Beileibe und zumute ist ein materialreicher Band, der auch formal Krechels Repertoire der Dichtkunst zeigt. Neben klassischen, gereimten Gedichten mit strengem Rhythmus gibt es eine Vielfalt freier, oft strophig gegliederter Texte. Dem einen oder anderen fügte sie Prosaminiaturen hinzu. Krechel greift Sprichwörter auf und verwandelt sie, verweist auf ihr wichtige Autor*innen, von denen sie die eine oder andere Zeile assoziativ und zuweilen verfremdet in die eigenen Verse integriert. Gelegentlich blitzt leiser Witz auf, manchmal Spott, selten ein Kalauer. Viele Gedichte betonen die Körperlichkeit, lassen Hände, Füße, Herz und Gehirn agieren sowie die Sinnesorgane Auge und Ohr.
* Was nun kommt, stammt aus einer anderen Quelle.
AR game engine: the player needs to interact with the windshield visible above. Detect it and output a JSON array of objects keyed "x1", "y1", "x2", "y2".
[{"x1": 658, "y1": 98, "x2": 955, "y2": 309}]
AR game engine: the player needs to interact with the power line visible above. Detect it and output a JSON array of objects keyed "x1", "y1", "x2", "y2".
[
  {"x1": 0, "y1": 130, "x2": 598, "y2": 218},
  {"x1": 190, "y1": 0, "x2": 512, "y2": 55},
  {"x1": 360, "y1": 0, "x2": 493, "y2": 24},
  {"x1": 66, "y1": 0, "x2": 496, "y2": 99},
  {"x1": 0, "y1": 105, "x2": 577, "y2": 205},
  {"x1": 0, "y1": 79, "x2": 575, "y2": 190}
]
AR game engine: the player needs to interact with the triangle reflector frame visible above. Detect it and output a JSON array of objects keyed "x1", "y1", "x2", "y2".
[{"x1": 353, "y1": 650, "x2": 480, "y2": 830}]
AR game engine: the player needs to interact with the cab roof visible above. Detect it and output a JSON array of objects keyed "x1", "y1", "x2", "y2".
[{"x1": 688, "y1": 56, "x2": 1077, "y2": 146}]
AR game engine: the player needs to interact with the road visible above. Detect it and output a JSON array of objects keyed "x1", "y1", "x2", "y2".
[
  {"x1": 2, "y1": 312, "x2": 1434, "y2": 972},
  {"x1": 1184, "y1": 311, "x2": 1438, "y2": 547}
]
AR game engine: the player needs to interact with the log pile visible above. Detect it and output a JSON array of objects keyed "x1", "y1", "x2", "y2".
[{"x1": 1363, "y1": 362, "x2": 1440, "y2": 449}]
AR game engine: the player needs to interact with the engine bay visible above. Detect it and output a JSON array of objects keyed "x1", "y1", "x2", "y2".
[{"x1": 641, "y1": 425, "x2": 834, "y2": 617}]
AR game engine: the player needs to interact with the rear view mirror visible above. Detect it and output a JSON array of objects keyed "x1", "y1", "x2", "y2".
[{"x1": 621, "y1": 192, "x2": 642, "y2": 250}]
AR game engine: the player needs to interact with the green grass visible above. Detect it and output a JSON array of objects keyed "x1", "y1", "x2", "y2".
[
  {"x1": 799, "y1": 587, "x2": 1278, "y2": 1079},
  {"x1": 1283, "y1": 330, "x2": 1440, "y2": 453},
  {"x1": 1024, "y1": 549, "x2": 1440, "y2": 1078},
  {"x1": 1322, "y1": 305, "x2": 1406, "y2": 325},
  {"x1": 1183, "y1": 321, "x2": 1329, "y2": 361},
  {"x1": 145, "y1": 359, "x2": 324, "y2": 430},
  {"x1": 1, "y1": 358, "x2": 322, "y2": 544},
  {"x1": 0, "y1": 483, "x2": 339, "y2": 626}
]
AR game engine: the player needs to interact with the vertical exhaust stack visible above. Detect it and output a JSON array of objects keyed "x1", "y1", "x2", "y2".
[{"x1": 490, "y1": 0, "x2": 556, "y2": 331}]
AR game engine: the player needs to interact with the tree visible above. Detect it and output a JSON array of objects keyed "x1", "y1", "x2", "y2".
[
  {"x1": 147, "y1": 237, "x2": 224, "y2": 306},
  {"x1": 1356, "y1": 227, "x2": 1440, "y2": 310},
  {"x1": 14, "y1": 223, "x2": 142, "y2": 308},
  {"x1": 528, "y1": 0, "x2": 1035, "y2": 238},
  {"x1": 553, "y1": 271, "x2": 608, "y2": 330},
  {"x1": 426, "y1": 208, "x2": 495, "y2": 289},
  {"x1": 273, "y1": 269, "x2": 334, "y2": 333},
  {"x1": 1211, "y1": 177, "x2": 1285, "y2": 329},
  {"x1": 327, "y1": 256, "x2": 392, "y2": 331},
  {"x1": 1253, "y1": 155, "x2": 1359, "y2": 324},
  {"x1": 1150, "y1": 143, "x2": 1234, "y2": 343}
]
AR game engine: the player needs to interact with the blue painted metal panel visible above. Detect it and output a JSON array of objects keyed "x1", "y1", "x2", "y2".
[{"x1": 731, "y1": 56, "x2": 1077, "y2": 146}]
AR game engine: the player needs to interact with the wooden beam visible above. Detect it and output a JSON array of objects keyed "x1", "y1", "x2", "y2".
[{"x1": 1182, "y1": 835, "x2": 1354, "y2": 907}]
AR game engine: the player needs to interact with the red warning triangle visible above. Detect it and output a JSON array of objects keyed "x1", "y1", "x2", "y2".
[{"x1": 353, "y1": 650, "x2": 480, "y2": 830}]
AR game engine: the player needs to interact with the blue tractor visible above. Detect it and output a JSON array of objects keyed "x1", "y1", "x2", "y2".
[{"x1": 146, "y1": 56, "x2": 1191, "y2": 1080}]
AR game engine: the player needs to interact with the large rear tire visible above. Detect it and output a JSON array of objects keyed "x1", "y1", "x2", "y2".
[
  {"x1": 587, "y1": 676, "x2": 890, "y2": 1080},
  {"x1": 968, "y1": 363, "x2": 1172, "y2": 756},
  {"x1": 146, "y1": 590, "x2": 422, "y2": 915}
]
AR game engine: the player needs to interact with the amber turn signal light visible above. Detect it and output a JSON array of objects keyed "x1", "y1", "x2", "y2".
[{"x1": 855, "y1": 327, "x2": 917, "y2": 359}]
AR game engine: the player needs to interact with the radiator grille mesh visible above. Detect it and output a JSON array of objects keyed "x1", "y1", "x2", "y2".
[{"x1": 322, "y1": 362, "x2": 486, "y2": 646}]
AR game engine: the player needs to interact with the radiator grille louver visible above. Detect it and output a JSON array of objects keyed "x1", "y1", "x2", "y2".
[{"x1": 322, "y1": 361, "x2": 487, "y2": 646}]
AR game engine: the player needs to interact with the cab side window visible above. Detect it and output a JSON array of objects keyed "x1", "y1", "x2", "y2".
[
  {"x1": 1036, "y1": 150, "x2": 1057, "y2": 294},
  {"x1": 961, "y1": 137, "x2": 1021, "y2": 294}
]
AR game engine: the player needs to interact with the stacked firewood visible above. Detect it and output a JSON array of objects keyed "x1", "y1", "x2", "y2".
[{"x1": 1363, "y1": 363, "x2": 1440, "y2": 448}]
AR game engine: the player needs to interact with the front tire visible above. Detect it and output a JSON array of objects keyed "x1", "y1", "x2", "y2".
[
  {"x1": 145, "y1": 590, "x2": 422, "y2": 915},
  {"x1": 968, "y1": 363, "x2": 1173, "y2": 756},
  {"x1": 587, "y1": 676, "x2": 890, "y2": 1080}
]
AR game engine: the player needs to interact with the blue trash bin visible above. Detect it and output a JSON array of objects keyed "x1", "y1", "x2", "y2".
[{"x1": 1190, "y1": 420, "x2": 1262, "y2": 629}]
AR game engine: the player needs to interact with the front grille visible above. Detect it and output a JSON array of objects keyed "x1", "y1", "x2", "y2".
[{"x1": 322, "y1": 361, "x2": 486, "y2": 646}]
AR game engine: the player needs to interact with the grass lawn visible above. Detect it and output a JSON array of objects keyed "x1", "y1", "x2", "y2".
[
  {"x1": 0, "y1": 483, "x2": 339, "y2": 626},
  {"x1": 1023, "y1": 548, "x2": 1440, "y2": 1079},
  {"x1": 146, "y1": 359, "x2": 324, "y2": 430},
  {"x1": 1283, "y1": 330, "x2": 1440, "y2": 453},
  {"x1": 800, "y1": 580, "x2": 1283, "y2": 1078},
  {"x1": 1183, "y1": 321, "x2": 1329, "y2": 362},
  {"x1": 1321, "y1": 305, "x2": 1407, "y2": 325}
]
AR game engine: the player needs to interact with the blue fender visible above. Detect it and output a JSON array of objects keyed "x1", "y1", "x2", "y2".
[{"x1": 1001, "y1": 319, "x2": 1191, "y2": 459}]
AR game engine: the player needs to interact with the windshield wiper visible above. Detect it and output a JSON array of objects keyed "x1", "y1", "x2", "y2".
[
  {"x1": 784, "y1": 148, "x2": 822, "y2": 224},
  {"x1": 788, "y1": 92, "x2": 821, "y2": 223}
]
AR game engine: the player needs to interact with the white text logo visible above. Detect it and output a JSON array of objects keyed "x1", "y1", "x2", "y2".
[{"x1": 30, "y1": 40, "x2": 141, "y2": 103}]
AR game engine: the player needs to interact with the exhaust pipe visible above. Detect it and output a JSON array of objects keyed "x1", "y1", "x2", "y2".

Auffallend ist das große, allegorisch genutzte Tierpersonal: Schafe und Lämmer, Hunde und Stute, die Nachteule und andere Vögel, aber auch Schlange und Maus, Käfer, Biene und Mücke. Die Dichterin spielt in ihren Texten versiert mit Enjambements, gern auch mit Alliterationen, beispielhaft erwähnt seien „die flatterhaft flüchtige Frau mit Fieberbäckchen“, „aufgewacht aufgeklart aufgetreten … abgestreift, … abgetrieben“ oder die Titel gleich fünf einander folgender Gedichte (Nur; Negev, Nachforschungen; Nevada, nowhere; Am Neckar, November), die mit demselben Buchstaben beginnen. Kurzum: Es ist ein bunter Band einer denkwütigen Poetin und Sprachkritikerin, dessen Lektüre Freude macht.

Anmerkung:
Der Verlag hat meine zweimalige Anfrage wegen eines Rezensionsexemplars ignoriert, was eine Besprechung zunächst verunmöglichte. Als ich beiläufig Julietta Fix davon erzählte, schenkte sie mir das Buch. Danke Julietta, du bist großartig!

Ursula Krechel: Beileibe und zumute. Gedichte. Jung und Jung Verlag, Salzburg/Wien 2021. 128 Seiten. Euro 20,-

Ursula Krechel wurde 1947 in Trier geboren und war Theaterdramaturgin. Sie lehrte an der Universität der Künste Berlin, der Washington University St. Louis und ist Mitglied der Akademie der Künste Berlin, der Deutschen Akademie für Sprache und Dichtung Darmstadt, Vizepräsidentin der Akademie der Wissenschaften und der Literatur in Mainz. Sie lebt in Berlin.